Adhesion experiments on Cu-Damascene processed interconnect structures for mode III loading

Abstract

This study presents a novel approach of micromechanical interfacial testing in loading mode III. The interfaces beneath single copper interconnect structures are investigated. The method is based on lateral nanoindentation experiments, utilized to probe customized copper torsion structures manufactured by the Dual Damascene process. Thus, the test structures resemble product-like length-scales and properties. For the investigation of interface properties, the experimental load-displacement data were reviewed. Two different interfaces occurring in Back End of Line (BEoL) structures are probed: Copper to Ta/Ta-N barrier as well as Copper to Si-N. SEM images and FIB cross-sections are performed, validating the delamination of the targeted interface. While the first interface shows a very high strength and cannot be delaminated by the here presented experiments, the latter one was brought to delamination in mode III several times.
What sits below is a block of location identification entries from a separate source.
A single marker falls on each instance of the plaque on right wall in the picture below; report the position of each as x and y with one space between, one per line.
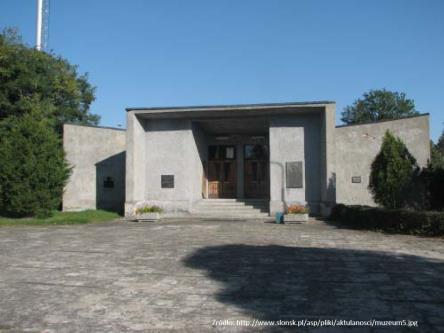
294 174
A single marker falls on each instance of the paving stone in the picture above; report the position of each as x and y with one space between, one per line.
182 275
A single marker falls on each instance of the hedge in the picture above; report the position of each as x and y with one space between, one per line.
425 223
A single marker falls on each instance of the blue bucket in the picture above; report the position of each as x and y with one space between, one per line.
279 218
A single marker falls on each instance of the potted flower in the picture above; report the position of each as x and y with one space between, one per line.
296 213
148 213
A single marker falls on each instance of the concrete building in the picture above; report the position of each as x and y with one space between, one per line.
230 160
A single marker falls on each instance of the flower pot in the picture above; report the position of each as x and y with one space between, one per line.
148 217
296 217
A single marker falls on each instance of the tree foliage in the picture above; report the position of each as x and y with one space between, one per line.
29 77
33 170
378 105
392 172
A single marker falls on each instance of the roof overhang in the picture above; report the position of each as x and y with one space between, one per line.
237 110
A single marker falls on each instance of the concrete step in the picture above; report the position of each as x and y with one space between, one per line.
231 208
232 217
228 204
229 212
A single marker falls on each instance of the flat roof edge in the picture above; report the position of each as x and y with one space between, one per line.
96 126
228 106
383 120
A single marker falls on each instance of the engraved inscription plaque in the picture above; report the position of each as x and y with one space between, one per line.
356 179
108 182
167 181
294 174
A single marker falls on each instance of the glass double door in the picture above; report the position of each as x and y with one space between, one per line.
222 173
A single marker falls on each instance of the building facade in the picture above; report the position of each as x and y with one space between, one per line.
277 154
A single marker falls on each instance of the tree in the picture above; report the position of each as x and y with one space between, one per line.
29 77
392 172
440 144
33 170
378 105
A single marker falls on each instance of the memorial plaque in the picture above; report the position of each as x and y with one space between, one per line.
108 182
356 179
294 174
167 181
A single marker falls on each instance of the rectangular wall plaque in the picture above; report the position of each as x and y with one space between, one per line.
294 174
167 181
108 182
356 179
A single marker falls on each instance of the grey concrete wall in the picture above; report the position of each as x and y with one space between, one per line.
94 153
328 160
358 145
295 138
135 161
171 149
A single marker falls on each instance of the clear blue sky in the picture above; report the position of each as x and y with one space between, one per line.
163 53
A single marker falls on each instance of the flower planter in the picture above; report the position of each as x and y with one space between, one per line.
148 217
296 217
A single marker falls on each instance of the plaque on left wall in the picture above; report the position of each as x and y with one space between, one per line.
167 181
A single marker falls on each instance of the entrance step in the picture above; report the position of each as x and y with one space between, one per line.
231 209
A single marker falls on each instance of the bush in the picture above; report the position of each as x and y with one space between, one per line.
297 209
392 172
33 170
426 223
148 209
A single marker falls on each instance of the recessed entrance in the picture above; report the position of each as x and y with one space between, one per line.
222 171
257 175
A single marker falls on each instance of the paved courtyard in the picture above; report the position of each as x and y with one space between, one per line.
185 275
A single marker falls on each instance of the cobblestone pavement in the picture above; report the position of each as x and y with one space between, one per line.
184 275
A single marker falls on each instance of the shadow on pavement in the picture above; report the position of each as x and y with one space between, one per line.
279 282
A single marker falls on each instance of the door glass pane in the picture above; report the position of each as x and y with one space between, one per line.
254 171
228 172
229 153
212 152
263 171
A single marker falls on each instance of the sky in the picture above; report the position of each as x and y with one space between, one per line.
141 53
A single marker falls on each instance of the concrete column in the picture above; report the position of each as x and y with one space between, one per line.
286 137
240 170
328 170
135 162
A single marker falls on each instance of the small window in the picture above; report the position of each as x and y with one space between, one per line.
256 152
221 153
108 182
167 181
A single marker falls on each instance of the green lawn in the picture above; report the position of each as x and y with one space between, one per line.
86 216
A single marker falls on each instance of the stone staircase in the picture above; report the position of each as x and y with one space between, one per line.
231 209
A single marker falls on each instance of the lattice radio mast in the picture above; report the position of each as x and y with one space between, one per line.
42 25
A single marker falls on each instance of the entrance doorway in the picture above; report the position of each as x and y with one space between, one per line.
222 171
257 176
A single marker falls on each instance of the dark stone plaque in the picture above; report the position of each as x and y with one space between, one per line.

The tests yielded reproducible load-displacement data, the load at delamination for the interface Copper to Si-N was measured to be 130 ± 40 μN. A simple analytical approximation for the maximum shear stresses applied in mode III at the interface of interest is provided. The proposed testing approach is able to reproducibly manufacture and test large quantities of the reality like test structures, while avoiding time-consuming FIB based preparation routines. This can help to evaluate the interface properties in modern BEoL stacks and could lead to simulation based design improvements.